For this assignment, you must work in groups of one or two students. Each person is responsible to write their own code, but the group will (together) discuss their solution. In this notebook, we provide you with basic functions for completing the assignment. Complete the assignment in this notebook. You will need to modify existing code and write new code to find a solution. Each member of the group must upload their own work (i.e., a notebook file) to GitHub.

Note: Running a cell will not rerun previous cells. If you edit code in previous cells, you must rerun those cells. If you are having trouble with undefined errors and code changes not applying, we recommend using Run All to avoid any errors results from not rerunning previous cells. You can find this in the menu above: Cell -> Run All

This week, we are looking at an example of processing and analysing data in the domain of soil science. Soil moisture is a critical variable that links climate dynamics with water and food security. It regulates land-atmosphere interactions (e.g., via evapotranspiration – the loss of water from evaporation and plant transpiration to the atmosphere), and it is directly linked with plant productivity and survival. Information on soil moisture is important to design appropriate irrigation strategies to increase crop yield, and long-term soil moisture coupled with climate information provides insights into trends and potential agricultural thresholds and risks. Thus, information on soil moisture is a key factor to inform and enable precision agriculture.
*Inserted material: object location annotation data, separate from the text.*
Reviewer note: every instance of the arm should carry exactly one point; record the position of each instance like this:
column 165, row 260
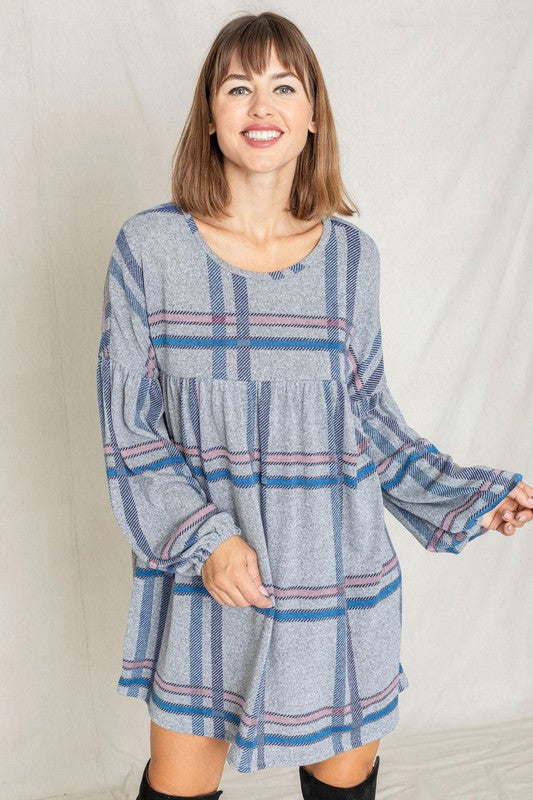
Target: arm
column 161, row 508
column 440, row 502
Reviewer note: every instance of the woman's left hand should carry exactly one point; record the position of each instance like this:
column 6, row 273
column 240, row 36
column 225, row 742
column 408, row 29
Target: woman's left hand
column 518, row 504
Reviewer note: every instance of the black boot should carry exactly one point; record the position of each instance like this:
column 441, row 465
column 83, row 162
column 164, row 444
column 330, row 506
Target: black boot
column 313, row 789
column 147, row 793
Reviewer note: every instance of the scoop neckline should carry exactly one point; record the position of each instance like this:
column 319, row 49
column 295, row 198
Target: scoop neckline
column 313, row 257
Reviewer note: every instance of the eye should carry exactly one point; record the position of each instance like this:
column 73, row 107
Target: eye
column 236, row 88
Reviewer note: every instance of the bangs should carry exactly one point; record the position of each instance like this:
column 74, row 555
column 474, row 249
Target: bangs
column 252, row 45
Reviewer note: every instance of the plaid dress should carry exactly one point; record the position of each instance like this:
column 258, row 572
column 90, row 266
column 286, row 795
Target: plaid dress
column 235, row 402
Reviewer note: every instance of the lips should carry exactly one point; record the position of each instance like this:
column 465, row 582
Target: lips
column 262, row 128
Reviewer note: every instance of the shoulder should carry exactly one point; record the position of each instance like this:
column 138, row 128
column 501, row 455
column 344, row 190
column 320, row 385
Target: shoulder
column 152, row 225
column 361, row 240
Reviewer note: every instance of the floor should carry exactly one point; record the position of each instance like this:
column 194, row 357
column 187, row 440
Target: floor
column 485, row 763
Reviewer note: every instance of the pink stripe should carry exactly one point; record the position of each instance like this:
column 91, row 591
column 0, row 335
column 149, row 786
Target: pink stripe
column 290, row 458
column 252, row 319
column 332, row 591
column 138, row 448
column 192, row 520
column 151, row 366
column 354, row 369
column 450, row 517
column 280, row 719
column 148, row 662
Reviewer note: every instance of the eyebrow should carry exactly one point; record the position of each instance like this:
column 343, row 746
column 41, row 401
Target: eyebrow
column 275, row 76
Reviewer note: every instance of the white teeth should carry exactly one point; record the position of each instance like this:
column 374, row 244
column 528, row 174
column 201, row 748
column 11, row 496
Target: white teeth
column 262, row 134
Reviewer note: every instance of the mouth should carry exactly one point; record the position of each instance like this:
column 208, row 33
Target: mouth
column 262, row 138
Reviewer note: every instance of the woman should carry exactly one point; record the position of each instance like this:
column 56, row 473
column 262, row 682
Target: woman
column 252, row 444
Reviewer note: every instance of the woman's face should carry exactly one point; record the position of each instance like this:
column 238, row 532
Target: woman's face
column 267, row 101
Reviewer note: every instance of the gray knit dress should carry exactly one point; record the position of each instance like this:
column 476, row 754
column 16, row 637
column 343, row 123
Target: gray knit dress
column 235, row 402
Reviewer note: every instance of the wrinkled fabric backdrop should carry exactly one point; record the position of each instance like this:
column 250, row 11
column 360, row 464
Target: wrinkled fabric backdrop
column 433, row 106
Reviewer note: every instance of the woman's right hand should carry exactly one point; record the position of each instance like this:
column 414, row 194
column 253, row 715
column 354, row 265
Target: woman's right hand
column 231, row 575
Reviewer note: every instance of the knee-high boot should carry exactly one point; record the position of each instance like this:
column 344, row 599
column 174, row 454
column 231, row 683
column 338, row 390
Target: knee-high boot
column 313, row 789
column 147, row 793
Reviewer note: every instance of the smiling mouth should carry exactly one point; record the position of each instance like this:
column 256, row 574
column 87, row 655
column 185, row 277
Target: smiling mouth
column 262, row 136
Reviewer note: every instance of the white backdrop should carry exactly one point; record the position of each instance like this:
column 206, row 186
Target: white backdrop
column 433, row 105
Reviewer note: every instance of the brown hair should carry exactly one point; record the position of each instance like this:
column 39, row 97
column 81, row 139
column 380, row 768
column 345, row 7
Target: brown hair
column 199, row 186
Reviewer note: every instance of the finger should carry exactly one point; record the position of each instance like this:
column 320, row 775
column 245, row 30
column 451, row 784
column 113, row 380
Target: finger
column 522, row 494
column 506, row 528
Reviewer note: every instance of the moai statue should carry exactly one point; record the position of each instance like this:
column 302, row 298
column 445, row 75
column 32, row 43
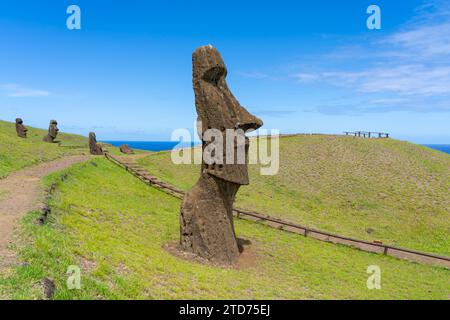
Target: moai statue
column 126, row 149
column 21, row 129
column 52, row 132
column 94, row 147
column 206, row 219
The current availability in soil moisture data over large areas comes from remote sensing (i.e., satellites with radar sensors) which provide daily, nearly global coverage of soil moisture. However, satellite soil moisture datasets have a major shortcoming in that they are limited to coarse spatial resolution (generally no finer than 25 km).

There do exist at higher resolution other geographic datasets (e.g., climatic, geological, and topographic) that are intimately related to soil moisture values. With a group of soil scientists at the University of Delaware, we have paired soil moisture data and various topographic parameters in order to downscale (i.e., increase resolution) the originial soil moisture product.

This assignment walks through some early stages of data downscaling as a means to introduce you to a common and powerful Python package for data analysis: Pandas. The workflow consists of stages–data processing, modeling to generate fine-scale predictions, and visualization–wrapped in a Jupyter Notebook to demonstrate the sharability and reproducibility we discussed previously.

For the initial part of this assignment, we will process data in Pandas DataFrames to prepare it for modeling. We are looking at data for the Mid Atlantic Coastal Plains, a North American ecoregion containing the state of Delaware (designated by the Commission for Environmental Cooperation).